Chronique

Jason Nazary

Spring Collection

Jason Nazary (dms, perc, elec, cla) + Guests : David Leon (fl), Ramon Landolt (cla), Jaimie Branch (tp, cla), Matt Mitchell (cla), Michael Coleman (cla), Grey McMurray (g, voc)

Label / Distribution : We Jazz Records

La collection de printemps que nous présente Jason Nazary est celle de l’année 2020. Un printemps funeste qu’il a vécu confiné avec sa famille dans un espace restreint, comme beaucoup d’autres sur la planète. À la différence d’une majorité d’entre nous, il ne l’a pas mis à profit pour épuiser le catalogue Netflix ou acheter une machine à pain sur amazon mais pour pratiquer son art, face à lui-même.

Si Spring Collection s’ouvre et se ferme sur deux morceaux qui poussent à dodeliner du bonnet (les titres sont d’ailleurs explicites : « An Easy Slide On » et « Goodnight Moss »), le reste de l’album s’éloigne du beat et se tourne délibérément vers le registre de la musique improvisée. Malgré tout, par l’omniprésence de ses outils et de ses instruments, la musique électronique ne se perd jamais d’oreille. Le voyage est exigeant (ce n’est pas une musique d’ambiance, on ne peut pas pétrir son pain pendant l’écoute) mais passionnant. Les titres sont courts et se succèdent sans aucune latence, aucun moment creux, les virages sont toujours surprenants et l’on devine un vrai travail de composition lors du montage.

Quelques invités, enregistrés en distanciel, apparaissent et disparaissent, enrichissant pour un bref instant la palette sonore de Nazary.
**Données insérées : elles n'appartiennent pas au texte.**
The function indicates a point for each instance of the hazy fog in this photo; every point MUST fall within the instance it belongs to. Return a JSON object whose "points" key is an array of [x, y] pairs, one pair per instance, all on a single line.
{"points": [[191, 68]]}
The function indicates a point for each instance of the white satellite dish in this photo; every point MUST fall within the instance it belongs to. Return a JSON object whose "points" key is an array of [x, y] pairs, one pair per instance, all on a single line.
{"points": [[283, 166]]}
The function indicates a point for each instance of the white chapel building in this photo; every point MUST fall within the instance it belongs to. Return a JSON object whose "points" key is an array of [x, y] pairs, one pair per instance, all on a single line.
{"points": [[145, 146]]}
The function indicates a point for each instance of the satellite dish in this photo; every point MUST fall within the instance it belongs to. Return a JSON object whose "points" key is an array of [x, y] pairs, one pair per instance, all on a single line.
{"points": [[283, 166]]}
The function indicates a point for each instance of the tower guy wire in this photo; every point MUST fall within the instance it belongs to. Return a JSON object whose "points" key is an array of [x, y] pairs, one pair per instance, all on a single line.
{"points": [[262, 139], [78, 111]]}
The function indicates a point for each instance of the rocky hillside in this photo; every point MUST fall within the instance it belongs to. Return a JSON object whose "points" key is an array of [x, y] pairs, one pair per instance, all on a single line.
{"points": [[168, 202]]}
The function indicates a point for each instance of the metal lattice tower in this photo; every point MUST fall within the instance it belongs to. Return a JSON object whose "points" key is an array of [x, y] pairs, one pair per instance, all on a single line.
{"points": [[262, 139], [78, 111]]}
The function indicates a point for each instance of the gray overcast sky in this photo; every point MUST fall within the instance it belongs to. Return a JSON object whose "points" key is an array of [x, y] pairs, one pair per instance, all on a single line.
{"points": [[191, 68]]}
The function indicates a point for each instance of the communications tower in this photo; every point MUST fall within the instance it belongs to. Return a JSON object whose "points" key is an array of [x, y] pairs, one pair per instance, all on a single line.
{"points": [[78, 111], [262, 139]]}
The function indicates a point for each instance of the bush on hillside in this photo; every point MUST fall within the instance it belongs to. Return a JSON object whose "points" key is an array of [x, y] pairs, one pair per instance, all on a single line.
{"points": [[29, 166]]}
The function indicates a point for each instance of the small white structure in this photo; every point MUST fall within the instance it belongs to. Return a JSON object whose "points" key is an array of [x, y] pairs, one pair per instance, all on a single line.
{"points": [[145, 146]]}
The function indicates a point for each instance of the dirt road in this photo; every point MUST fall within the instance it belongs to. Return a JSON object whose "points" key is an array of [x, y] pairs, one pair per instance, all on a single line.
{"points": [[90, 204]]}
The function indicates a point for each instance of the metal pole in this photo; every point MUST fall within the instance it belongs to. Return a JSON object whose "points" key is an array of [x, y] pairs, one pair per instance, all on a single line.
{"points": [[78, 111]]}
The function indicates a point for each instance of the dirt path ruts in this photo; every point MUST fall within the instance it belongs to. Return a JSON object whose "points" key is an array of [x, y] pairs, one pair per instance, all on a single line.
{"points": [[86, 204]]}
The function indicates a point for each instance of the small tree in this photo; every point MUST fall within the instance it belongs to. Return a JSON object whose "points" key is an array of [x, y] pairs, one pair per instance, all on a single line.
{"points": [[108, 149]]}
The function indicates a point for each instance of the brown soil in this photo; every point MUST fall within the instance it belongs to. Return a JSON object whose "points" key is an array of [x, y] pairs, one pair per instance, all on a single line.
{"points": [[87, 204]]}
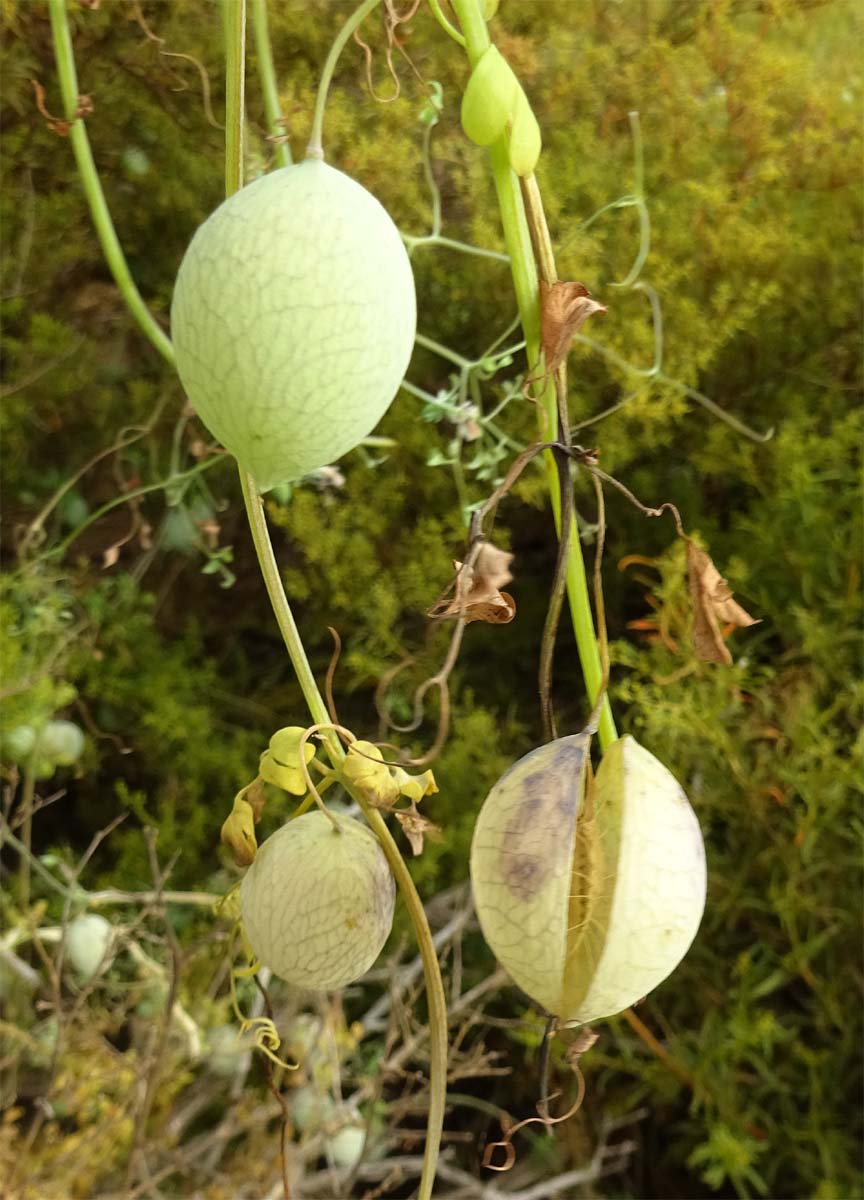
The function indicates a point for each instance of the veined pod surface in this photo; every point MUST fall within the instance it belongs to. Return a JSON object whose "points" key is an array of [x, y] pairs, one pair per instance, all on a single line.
{"points": [[293, 319], [317, 904], [589, 891]]}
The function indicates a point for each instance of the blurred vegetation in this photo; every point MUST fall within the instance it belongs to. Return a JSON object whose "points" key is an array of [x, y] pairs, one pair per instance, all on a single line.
{"points": [[150, 629]]}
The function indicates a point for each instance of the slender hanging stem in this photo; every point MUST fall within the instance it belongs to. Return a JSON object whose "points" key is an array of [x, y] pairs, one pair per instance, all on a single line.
{"points": [[267, 76], [91, 185], [235, 15], [315, 149], [517, 237]]}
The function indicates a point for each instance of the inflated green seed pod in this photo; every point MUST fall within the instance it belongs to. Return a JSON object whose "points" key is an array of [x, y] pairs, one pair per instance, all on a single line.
{"points": [[589, 892], [317, 904], [293, 319], [493, 103]]}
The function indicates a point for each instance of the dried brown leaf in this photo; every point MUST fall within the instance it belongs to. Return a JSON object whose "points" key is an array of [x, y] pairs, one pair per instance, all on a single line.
{"points": [[477, 589], [712, 600], [415, 827], [564, 307]]}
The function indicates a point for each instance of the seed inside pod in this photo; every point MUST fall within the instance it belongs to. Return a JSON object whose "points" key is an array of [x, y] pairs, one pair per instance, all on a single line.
{"points": [[588, 889], [317, 904]]}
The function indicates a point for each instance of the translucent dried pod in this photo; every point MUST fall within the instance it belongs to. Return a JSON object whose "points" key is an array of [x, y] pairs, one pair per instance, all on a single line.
{"points": [[317, 903], [588, 889]]}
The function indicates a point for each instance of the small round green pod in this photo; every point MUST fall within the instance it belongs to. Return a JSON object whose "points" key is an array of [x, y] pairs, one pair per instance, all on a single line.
{"points": [[318, 901], [293, 319], [489, 99], [89, 945], [589, 891]]}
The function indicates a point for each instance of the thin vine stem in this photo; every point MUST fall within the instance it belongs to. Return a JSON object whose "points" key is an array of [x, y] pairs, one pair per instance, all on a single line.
{"points": [[267, 76], [93, 186], [525, 276], [316, 149], [117, 262], [297, 652]]}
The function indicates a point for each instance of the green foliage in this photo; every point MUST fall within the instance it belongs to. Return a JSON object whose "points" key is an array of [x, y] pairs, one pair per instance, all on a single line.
{"points": [[749, 117]]}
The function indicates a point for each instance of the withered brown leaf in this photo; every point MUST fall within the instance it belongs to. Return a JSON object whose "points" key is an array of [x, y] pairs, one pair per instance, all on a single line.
{"points": [[712, 600], [564, 309], [477, 589], [415, 827]]}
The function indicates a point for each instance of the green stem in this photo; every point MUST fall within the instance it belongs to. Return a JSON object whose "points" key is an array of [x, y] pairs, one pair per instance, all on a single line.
{"points": [[267, 76], [315, 149], [235, 15], [93, 187], [27, 803], [525, 276]]}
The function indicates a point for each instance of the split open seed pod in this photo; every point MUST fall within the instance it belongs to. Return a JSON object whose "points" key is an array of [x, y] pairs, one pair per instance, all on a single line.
{"points": [[589, 889]]}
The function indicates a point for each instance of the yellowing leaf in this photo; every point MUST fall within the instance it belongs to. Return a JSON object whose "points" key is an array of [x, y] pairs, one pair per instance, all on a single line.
{"points": [[285, 747], [238, 833], [289, 779], [414, 786], [365, 767]]}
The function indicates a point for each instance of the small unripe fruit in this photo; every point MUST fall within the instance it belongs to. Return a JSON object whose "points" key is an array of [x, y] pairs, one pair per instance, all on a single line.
{"points": [[293, 319], [17, 745], [589, 892], [61, 743], [89, 940], [317, 903]]}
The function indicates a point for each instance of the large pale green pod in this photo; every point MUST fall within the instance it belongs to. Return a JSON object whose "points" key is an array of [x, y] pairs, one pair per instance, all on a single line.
{"points": [[293, 319], [317, 905], [589, 892]]}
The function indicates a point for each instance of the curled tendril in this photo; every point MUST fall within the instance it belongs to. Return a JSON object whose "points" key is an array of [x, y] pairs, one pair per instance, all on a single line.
{"points": [[264, 1032], [544, 1119]]}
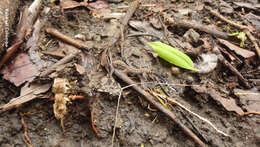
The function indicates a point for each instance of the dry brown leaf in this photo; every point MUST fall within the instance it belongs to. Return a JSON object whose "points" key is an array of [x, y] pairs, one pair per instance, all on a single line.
{"points": [[240, 51], [28, 93], [80, 69], [20, 70], [69, 4], [228, 103], [249, 98]]}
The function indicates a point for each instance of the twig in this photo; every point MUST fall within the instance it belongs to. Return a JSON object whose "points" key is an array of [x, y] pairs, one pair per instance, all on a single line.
{"points": [[194, 25], [241, 27], [167, 112], [27, 139], [65, 38], [195, 114], [93, 122], [24, 28], [132, 8], [61, 62], [230, 66], [142, 34], [248, 113], [10, 52]]}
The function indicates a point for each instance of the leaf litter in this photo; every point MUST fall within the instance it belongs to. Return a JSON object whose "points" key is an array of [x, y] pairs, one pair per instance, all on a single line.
{"points": [[47, 54]]}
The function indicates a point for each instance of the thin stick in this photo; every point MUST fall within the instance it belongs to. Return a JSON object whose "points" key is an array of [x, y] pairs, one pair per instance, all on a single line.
{"points": [[167, 112], [26, 136], [241, 27], [61, 62], [248, 113], [172, 101], [65, 38], [195, 25]]}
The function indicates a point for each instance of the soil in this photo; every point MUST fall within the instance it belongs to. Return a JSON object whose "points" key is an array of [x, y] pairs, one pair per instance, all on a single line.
{"points": [[139, 123]]}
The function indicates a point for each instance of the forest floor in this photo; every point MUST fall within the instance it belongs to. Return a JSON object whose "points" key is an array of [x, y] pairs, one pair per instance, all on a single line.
{"points": [[114, 53]]}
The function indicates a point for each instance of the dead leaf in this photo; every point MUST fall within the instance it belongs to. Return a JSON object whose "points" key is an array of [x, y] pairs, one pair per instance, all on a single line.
{"points": [[28, 93], [61, 51], [240, 51], [20, 70], [228, 103], [69, 4], [249, 98], [80, 69]]}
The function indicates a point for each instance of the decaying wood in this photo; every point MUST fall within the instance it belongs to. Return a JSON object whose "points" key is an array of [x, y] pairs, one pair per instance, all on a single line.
{"points": [[197, 26], [65, 38], [27, 19], [239, 26], [26, 138], [56, 65], [8, 10], [167, 112]]}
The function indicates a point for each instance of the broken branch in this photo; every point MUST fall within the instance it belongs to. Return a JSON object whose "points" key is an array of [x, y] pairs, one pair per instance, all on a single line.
{"points": [[167, 112], [61, 62], [189, 24], [241, 27], [65, 38]]}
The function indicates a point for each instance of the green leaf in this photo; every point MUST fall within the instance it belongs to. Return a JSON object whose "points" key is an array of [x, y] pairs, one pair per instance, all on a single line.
{"points": [[241, 36], [173, 55]]}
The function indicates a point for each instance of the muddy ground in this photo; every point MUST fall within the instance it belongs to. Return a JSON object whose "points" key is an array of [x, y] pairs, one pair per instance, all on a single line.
{"points": [[139, 123]]}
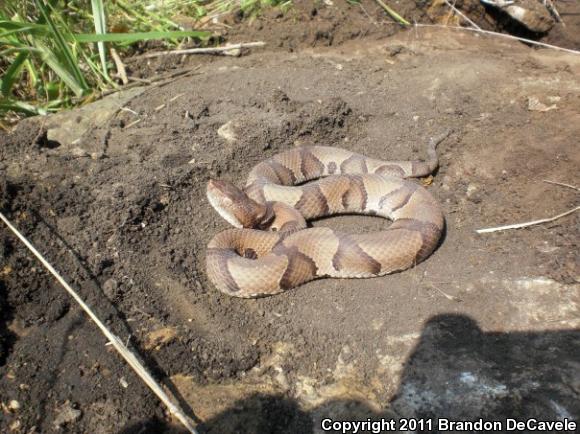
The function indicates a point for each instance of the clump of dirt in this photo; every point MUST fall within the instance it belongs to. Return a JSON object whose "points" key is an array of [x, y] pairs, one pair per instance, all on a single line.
{"points": [[127, 222]]}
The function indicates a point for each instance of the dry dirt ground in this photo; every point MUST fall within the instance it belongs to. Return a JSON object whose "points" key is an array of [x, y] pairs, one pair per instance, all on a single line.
{"points": [[486, 327]]}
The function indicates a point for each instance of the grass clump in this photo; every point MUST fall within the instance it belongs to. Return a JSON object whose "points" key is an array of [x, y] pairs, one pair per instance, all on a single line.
{"points": [[53, 54]]}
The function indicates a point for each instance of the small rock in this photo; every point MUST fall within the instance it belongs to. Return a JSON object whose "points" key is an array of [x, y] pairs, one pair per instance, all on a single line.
{"points": [[66, 414], [227, 132], [111, 288], [14, 405], [532, 14], [78, 152], [535, 105]]}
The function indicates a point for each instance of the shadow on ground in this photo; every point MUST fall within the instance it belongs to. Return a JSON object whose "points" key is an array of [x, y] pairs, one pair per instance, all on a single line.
{"points": [[457, 371]]}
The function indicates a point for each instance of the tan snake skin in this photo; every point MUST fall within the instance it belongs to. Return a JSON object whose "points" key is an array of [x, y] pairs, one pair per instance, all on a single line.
{"points": [[280, 252]]}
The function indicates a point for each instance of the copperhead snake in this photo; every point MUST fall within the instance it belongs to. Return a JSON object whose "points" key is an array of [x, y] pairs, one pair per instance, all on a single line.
{"points": [[271, 248]]}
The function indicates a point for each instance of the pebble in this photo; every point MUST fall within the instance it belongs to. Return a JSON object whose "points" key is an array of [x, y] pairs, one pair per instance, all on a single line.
{"points": [[13, 405], [111, 288]]}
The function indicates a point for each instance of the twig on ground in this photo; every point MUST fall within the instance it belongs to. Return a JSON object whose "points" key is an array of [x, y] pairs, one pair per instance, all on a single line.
{"points": [[129, 356], [368, 15], [552, 9], [462, 15], [135, 122], [139, 80], [393, 13], [162, 106], [233, 48], [120, 66], [501, 35], [526, 224], [447, 296], [562, 184]]}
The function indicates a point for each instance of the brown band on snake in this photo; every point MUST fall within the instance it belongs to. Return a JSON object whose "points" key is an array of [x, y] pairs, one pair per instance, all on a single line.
{"points": [[430, 234], [217, 262], [313, 201], [301, 268], [311, 166], [402, 195], [391, 170], [284, 175], [332, 168], [349, 256], [354, 164], [355, 197]]}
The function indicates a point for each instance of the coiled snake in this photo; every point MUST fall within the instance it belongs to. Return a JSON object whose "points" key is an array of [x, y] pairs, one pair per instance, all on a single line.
{"points": [[272, 249]]}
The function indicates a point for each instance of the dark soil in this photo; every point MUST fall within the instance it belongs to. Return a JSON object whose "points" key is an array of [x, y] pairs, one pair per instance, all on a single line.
{"points": [[127, 223]]}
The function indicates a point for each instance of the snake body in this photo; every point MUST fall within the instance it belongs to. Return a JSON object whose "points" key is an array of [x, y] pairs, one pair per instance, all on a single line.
{"points": [[272, 250]]}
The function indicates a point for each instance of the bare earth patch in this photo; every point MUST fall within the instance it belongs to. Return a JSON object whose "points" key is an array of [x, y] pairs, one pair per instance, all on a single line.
{"points": [[127, 222]]}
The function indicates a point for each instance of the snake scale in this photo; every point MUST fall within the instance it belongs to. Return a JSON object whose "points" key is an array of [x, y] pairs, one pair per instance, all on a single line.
{"points": [[271, 249]]}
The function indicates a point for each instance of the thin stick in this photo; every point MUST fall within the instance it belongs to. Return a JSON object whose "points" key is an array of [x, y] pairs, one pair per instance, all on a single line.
{"points": [[501, 35], [207, 50], [562, 184], [120, 66], [393, 13], [526, 224], [129, 357], [447, 296], [462, 15]]}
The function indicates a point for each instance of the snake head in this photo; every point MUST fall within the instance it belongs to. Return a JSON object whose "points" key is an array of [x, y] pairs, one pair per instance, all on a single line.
{"points": [[236, 207]]}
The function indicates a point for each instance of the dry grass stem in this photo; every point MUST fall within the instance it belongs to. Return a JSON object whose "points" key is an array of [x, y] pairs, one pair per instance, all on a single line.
{"points": [[209, 50], [462, 15], [129, 356], [562, 184], [502, 35], [526, 224], [120, 66]]}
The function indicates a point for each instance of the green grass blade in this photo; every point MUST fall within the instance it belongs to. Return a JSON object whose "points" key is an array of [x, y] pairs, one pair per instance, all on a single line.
{"points": [[68, 64], [13, 72], [139, 36], [393, 13], [52, 60], [100, 29], [7, 105]]}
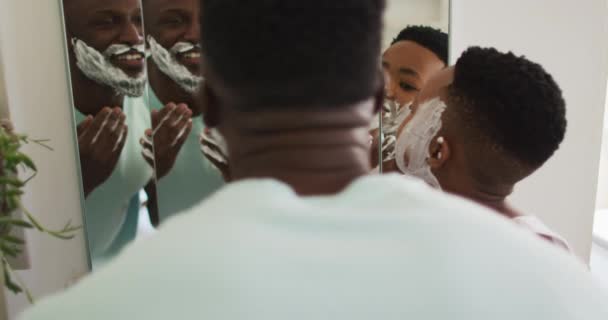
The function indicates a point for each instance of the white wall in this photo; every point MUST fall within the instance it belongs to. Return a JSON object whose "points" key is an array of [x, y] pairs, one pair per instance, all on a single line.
{"points": [[36, 85], [569, 39], [402, 13], [602, 190]]}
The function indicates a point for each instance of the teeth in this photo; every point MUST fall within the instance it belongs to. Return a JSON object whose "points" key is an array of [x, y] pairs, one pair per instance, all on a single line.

Parmi eux, la très hype Jaimie Branch avec qui le batteur new-yorkais joue depuis de nombreuses années en duo (Anteloper). Mais ne nous y trompons pas, Spring Collection reste un album solo.
Jason Nazary définit sa démarche comme visant à explorer les liens entre les sons acoustiques et électroniques. Avec ce disque, il la prolonge bien au-delà. Il bâtit une passerelle entre deux mondes qui se regardent en chiens de faïence, voire qui s’ignorent : les terres arides et anarchiques de la musique improvisée dont les chemins sont empruntés par quelques cénobites, et les plages ensoleillées de la musique électronique où se bousculent les sybarites.